Now both terms $v\cdot \vec{v}^{0}$ can change with $x$ coordinate, so their derivation is:
$$\frac{\partial (v\cdot \vec{v}^{0})}{\partial x}=\vec{v}^{0}\cdot \frac{\partial v}{\partial x}+v\cdot \frac{\partial \vec{v}^{0}}{\partial x}$$

When I substitute these derivations into the NS equation (1. equation), I get something like this:
$$\rho \cdot\vec{v}^{0}\cdot v\cdot \left ( \vec{v}^{0}\cdot \left ( \frac{\partial v}{\partial x} , \frac{\partial v}{\partial y} , \frac{\partial v}{\partial z}\right ) \right )+\rho \cdot v^{2}\left ( \vec{v}^{0}\cdot \left ( \frac{\partial \vec{v}^{0}}{\partial x} , \frac{\partial \vec{v}^{0}}{\partial y} , \frac{\partial \vec{v}^{0}}{\partial z}\right ) \right )$$

But according to the literature it should be just the second term:
$$\rho \cdot v^{2}\left ( \vec{v}^{0}\cdot \left ( \frac{\partial \vec{v}^{0}}{\partial x} , \frac{\partial \vec{v}^{0}}{\partial y} , \frac{\partial \vec{v}^{0}}{\partial z}\right ) \right )=\rho \cdot v^{2}\cdot \left ( \vec{v}^{0}\cdot \left ( \mathrm{div} \vec{v}^{0} \right ) \right )$$

2. Jun 17, 2017

### Orodruin

Staff Emeritus
I don't think you are understanding it right. If the point is to get rid of the dimensions then $v$ should be some constant reference speed, not the speed of the fluid at each point.

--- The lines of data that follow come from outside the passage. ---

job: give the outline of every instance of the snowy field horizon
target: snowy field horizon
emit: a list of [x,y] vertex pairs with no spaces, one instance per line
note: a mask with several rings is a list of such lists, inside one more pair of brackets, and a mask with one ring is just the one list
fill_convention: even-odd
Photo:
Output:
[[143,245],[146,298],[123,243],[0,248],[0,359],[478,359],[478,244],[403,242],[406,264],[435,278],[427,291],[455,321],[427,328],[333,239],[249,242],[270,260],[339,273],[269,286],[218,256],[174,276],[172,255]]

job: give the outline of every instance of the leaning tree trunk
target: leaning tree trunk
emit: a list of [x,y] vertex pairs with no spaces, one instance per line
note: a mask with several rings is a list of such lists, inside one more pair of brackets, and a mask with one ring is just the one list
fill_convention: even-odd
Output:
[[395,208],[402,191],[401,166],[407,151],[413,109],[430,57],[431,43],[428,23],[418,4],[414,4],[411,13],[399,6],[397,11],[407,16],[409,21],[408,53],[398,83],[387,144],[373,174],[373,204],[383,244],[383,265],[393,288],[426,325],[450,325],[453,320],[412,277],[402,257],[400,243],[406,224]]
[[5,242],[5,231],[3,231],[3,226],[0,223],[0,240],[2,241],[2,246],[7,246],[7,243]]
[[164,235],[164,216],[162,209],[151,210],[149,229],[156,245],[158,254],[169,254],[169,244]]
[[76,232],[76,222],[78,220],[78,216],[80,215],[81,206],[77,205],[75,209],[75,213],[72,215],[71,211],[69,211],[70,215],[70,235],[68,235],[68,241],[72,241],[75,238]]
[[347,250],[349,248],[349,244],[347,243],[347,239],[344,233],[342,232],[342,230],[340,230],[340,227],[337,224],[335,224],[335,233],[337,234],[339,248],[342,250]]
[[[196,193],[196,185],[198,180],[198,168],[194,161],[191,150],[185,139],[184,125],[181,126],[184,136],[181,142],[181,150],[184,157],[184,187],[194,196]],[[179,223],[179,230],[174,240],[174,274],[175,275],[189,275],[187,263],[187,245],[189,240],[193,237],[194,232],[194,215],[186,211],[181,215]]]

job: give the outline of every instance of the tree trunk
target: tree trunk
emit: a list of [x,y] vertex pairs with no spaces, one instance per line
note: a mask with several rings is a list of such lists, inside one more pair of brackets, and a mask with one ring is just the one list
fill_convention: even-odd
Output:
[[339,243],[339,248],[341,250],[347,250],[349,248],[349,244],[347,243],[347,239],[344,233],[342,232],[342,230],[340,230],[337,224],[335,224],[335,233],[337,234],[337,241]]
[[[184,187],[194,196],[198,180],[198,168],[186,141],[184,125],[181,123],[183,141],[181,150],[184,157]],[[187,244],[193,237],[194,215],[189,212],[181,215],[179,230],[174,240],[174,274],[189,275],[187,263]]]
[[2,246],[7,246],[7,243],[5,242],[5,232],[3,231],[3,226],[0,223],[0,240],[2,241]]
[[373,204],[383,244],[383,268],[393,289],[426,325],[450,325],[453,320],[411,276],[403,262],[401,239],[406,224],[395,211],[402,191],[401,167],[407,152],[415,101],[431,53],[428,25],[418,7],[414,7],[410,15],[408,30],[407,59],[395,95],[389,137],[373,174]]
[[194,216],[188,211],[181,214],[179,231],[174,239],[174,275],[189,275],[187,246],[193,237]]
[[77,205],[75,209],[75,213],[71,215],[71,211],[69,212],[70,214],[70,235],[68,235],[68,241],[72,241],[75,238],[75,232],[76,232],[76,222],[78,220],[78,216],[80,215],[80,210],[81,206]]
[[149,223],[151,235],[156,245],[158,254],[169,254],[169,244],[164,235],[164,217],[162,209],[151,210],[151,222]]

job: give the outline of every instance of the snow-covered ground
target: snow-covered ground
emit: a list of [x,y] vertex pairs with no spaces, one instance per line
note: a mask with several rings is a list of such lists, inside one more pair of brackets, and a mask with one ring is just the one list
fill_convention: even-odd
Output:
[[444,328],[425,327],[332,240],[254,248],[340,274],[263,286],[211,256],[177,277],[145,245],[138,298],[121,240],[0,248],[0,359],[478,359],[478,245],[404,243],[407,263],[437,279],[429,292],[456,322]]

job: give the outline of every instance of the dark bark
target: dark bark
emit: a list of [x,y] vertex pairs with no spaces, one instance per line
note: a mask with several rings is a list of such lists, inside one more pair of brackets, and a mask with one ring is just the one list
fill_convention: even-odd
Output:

Edit: I also suggest you stop using $\cdot$ when you don't mean scalar product, it makes your post difficult to read.

3. Jun 17, 2017

### ussername

So what is the definition of the unit velocity vector?

Edit: If $v$ is the average constant speed, than the length of $\vec{v}^0$ is not generally unity.

Last edited: Jun 17, 2017
4. Jun 17, 2017

### Orodruin

Staff Emeritus
Indeed. It is just a dimensionless velocity. Note that $v$ can be any fixed non-zero speed. You would typically fix it to some speed that appears in your problem, such as the speed of the flow at infinity.

5. Jun 21, 2017

### ussername

The non-dimensional Navier Stokes equation is:
$$\frac{L\cdot f}{v}\frac{\partial \vec{v}^*}{\partial \vec{\tau}^*}+ v_x^*\frac{\partial \vec{v}^*}{\partial x^*}+ v_y^*\frac{\partial \vec{v}^*}{\partial y^*}+v_z^*\frac{\partial \vec{v}^*}{\partial z^*}=\frac{g\cdot L}{v^2}\vec{g}^*+\frac{p^0}{\rho \cdot v^2} \bigtriangledown^*p^*+\frac{\eta }{L\cdot v\cdot \rho } \bigtriangledown^{*2}\vec{v}^*$$
I understand that by setting physical parameters ($v,\rho,L...$) I can achieve in my scaled flow e.g. identical ratio of friction force to net force as in the original flow.

What I don't understand is how can I determine which terms in this equation are negligible. I know the physical dimensional parameters ($v,\rho,L...$) but I generally don't know the non-dimensional vectors ($v_x^*\frac{\partial \vec{v}^*}{\partial x^*}+ v_y^*\frac{\partial \vec{v}^*}{\partial y^*}+v_z^*\frac{\partial \vec{v}^*}{\partial z^*}$, $\bigtriangledown^{*2}\vec{v}^*$...).
So how can I know which values are standing behind every term in the equation?